Emoção não combina com investimentos de risco, mas isso não é nenhuma novidade. Investidores experientes sabem a hora de emocionar-se com um grande negócio, mas geralmente o fazem só depois de tê-lo concretizado (por exemplo, depois de efetivamente vender um ativo cuja valorização foi expressiva).
Erro 2: Acreditar piamente no passado
A Bovespa trouxe excelentes retornos em 2007? Você havia comprado antes, vendeu na alta e viveu a euforia do mercado? Ótimo! Não viveu? Que pena, conviver com a realidade é preciso. O que interessa é a famosa frase, presente de forma obrigatória em todos os prospectos de investimento, que diz: “rentabilidades passadas não são garantia de rentabilidade futura”. Simples assim.
Erro 3: Investir pensando no curto prazo
Aqui repito aquilo que falo há muito tempo: investimento em ações só é recomendado para aqueles que vão usar os recursos da aplicação no futuro, no longo prazo. O universo que recomendo, e do qual faço parte, é do investimento em renda variável para 10 anos ou mais. Muito longe? Escolha alternativas mais seguras, menos emocionantes.
O dinheiro é seu!
Abalado pela crise, sim, mas com a cabeça erguida. Optei por não sair por ai ofendendo as diversas corretoras e bancos brasileiros pela queda nos preços das ações que possuo ou pelo problema financeiro que isso possa me trazer. “O dinheiro é seu” seria a resposta dada calmamente por meus gerentes. Sem falar que isso está muito bem coberto no contrato de risco entre investidor e operadores de mercado.
Assumir responsabilidades e riscos faz parte do universo adulto a que todos nós um dia nos submetemos. Se você pulou esta parte ou eventualmente prefere fingir que ele não existe, reclame com seus pais, responsáveis por sua educação, não comigo! O Dinheirama é um espaço de aprendizado, não um depósito irresponsável de dicas ou um oráculo.

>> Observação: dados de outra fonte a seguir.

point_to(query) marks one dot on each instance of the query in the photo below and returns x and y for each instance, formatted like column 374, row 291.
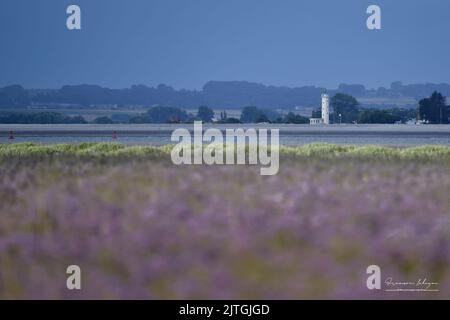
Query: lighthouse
column 325, row 108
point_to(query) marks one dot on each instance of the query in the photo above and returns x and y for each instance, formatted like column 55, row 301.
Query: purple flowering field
column 148, row 229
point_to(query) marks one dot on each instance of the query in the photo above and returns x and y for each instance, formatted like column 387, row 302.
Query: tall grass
column 316, row 150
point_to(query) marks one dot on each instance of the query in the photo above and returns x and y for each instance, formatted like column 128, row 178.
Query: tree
column 316, row 113
column 252, row 114
column 205, row 113
column 103, row 120
column 377, row 116
column 433, row 109
column 345, row 105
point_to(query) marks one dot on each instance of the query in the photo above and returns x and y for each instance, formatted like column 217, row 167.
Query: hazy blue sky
column 186, row 43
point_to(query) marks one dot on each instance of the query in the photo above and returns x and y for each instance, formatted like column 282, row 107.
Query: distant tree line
column 220, row 94
column 39, row 118
column 346, row 109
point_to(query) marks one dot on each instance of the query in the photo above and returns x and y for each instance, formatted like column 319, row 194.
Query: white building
column 325, row 111
column 326, row 108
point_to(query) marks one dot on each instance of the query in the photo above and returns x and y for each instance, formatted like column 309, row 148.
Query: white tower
column 325, row 108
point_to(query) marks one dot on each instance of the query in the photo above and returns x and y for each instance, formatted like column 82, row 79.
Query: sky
column 187, row 43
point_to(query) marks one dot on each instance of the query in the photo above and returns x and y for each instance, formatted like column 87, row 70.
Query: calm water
column 293, row 135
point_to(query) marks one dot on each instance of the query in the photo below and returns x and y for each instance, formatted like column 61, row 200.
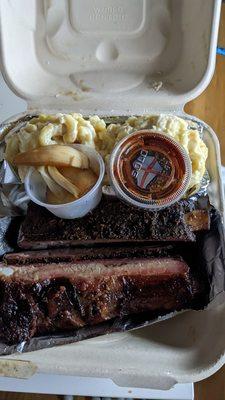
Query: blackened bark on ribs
column 111, row 222
column 36, row 300
column 86, row 253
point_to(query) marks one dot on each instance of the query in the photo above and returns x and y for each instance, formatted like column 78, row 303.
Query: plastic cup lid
column 150, row 169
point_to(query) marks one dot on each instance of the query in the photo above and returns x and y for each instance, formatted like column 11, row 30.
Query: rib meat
column 86, row 253
column 37, row 299
column 111, row 222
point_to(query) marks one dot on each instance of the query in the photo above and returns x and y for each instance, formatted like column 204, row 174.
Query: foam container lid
column 114, row 57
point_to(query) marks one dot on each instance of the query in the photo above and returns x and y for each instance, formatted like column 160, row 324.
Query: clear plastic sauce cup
column 150, row 170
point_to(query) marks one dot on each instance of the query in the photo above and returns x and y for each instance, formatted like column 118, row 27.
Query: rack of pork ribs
column 115, row 261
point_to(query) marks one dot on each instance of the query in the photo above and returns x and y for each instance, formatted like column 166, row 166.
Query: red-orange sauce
column 149, row 166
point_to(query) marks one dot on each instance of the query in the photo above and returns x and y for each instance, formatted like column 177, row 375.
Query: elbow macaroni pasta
column 71, row 128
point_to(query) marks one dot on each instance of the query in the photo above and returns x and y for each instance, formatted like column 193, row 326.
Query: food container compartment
column 161, row 78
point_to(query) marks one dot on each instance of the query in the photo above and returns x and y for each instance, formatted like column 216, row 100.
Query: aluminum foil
column 206, row 258
column 209, row 253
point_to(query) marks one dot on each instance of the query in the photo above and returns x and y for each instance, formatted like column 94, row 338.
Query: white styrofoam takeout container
column 108, row 57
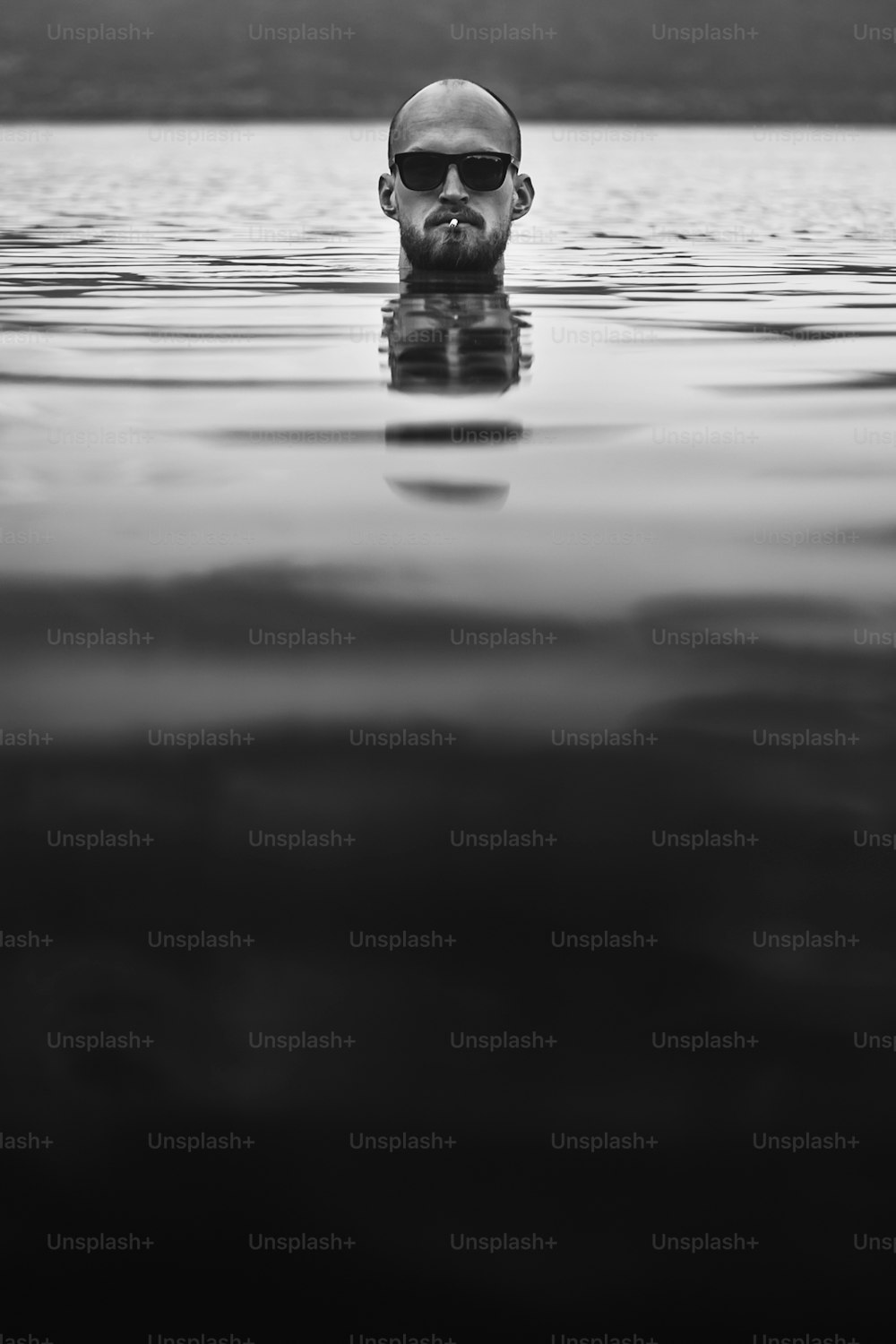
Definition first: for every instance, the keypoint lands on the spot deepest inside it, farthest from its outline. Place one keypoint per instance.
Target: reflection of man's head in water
(454, 155)
(455, 341)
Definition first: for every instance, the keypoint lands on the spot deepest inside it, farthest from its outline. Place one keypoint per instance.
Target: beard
(433, 249)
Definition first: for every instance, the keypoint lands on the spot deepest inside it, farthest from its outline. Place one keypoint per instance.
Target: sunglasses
(425, 171)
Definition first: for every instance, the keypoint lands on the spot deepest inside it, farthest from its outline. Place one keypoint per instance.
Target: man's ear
(522, 196)
(387, 195)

Por fim, cabe ressaltar que não nos responsabilizamos por suas perdas no mercado de ações, pela quebra do Lehman ou pelo aumento da taxa de juros. Aqui, apenas procuramos compreender tais acontecimentos, aprender com eventuais erros e disseminar práticas inteligentes de planejamento financeiro que funcionam. O dinheiro, muito bem lembrado, é seu.